Emily Asher-Perrin writes in her ‘Erased by Time and Blockbusters: The Cautionary Tale of Ron Weasley‘ that the Harry Potter films have turned fandom against Harry’s best mate — and this in direct correspondence and causal line with the films departing from, distorting, and dreadfully inverting the role Ron plays in the books. She makes a more than cogent case.
I’ll make three observations along with this note to urge you to read the whole piece.
(1) Movie making from a story that was originally a short novel or screen play is necessarily a destructive act. Creative, too, after a fashion, but only in so much as blowing up a house and then re-building it with occasional reference to photographs or blueprints of the original is also ‘creative.’
(2) Serious Readers who have seen the films more than once, as a rule to which there are very few exceptions, have had their experience of the stories altered. Much in the sense that the emasculation or neutering of a dog is called ‘being altered.’
(3) The degree to which story is experienced and cherished in postmodern times as a cinema experience above all others — and without regard for what this treatment, a dumbing down to spoon-fed sense perception images from a work demanding creative imagination, does to the oral/aural as well as the reading experiences — is a measure of the imbecility of our age.
I wish I could write these points from a high mountain of separation from the phenomenon I am describing, as someone living apart from and above the tragedy of screened images and the loss of imagined story via hijacking and brain-wipe. Articles like ‘Erased by Time and Blockbuster’ only remind me, however, how severely my life of reading has been diminished, even erased by my upbringing before boob tube and silver screen.
I haven’t seen the adaptation of Catching Fire yet, though I almost went last night. God allowing, I’ll spend the time re-reading the book instead, in resistance to the undertow of our anti-imaginative age. Hat tip to Louise!
Post-post it note: Thanks in advance for not consoling or patronizing me with assurances that I am over reacting to one screen writer’s poor choices and misinterpretation of character. I don’t want to participate in the denial of our historical period any more than I must. You, of course, are free to believe what you will. Or are we really?
I read that fantastic article yesterday and I loved it. As to Catching Fire – the film actually did the books a tiny bit of justice. They even raised my opinion of Johanna. Did it ruin my perception of the book? I don’t know, since I haven’t re-read after watching the movie. But Catching Fire can’t even be compared to the original movie in terms of its faithfulness.
Excellent article from Asher-Perrin: I was never big on the films (I only saw them in DVD format and fell asleep watching a couple of them!), but I did not fully appreciate how Ron’s real character and strengths were erased. Ron really was the heart of the trio. While Asher-Perrin may be technically right in saying that Harry is our avatar, Ron is the hero that most of us can emulate. After all, how many of us are marked as ‘the chosen one’ at birth, the one who will save the wizarding world; how many of us are as brilliant as Hermione, first in darn near everything?
But Ron is Everyman: it’s never easy for him, but he learns to tame his jealousy and inferiority.

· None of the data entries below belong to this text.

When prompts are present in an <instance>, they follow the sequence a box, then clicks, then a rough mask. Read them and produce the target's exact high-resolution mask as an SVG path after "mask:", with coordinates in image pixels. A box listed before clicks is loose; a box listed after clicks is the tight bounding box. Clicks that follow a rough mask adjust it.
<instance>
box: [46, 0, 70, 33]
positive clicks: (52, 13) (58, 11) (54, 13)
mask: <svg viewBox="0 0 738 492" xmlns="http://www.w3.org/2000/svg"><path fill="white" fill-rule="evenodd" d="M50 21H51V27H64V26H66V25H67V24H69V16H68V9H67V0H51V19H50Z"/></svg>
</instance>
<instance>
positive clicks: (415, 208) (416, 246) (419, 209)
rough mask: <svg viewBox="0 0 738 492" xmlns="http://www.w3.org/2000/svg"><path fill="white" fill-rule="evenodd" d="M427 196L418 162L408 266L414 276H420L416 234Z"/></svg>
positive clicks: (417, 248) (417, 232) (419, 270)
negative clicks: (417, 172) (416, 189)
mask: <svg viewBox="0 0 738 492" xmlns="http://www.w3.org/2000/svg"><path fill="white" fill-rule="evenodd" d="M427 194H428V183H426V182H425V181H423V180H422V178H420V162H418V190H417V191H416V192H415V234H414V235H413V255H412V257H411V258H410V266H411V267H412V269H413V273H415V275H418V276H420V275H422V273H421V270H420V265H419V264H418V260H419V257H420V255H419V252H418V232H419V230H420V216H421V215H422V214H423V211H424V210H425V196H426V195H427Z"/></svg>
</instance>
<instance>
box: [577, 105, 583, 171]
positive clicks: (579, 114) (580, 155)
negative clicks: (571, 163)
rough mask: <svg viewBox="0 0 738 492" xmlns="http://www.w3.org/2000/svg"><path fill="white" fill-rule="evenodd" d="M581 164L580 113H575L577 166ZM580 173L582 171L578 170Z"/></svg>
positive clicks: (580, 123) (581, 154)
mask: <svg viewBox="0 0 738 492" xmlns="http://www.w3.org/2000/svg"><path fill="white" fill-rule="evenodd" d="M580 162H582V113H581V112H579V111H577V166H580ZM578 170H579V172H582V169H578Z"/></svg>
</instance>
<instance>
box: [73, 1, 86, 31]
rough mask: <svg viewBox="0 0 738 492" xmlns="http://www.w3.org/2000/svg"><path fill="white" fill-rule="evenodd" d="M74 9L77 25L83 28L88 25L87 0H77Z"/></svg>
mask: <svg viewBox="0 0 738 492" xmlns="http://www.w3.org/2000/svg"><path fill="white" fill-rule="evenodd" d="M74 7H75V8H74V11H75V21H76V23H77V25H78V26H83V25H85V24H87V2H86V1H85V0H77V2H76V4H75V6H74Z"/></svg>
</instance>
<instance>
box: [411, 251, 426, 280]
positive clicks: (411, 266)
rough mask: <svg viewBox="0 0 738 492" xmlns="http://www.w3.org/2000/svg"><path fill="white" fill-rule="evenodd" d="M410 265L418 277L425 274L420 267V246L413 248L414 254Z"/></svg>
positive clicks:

Again and again, from the first book to the last, Ron triumphs over these two (very common) character flaws with courage and grace. Ron’s overarching strengths are selflessness, loyalty, loving kindness, generosity, commonsense, and humor. He has the kind of people skills and human instincts that are hard to develop outside of a large, warm family, and he is truly both Arthur and Molly’s son.
A very interesting read, especially in light of the current “backlash” against Ron, this time following JKR’s comments (sigh) that Hermione “should” have ended up with Harry. Makes you wonder if JKR herself has been unduly influenced by the movie versions! (And I don’t just mean that facetiously…note that the comments she makes about Ron and Hermione come in the context of being interviewed by none other than Emma Watson.)
The HP films are awful things, barely comprehensible to folks who have not read the books (I cannot tell you how many times I have had to explain things to family members unacquainted with the series). They are of poor quality, even as stand-alone cinema.
Rupert Grint did well with the material he was given, but it is shoddy material indeed. I am saddened that JKR is not confident in her final product because of the film franchise. If they were to remake the series as a TV show in the future, I would not object.
You so speak the truth. the movies emasculated Ron, right from the first one, just so they could squeeze in more “grrrrrl power” time with Hermione. In the books, it was Ron who snapped Hermione out of her hysterical panic with the Devil’s Snare and reminded her she had a WAND and could BURN it— in the movie, the scene was rewritten with RON panicking and shrieking like a schoolgirl. And every movie after that he got dumber, and more whiny and cowardly.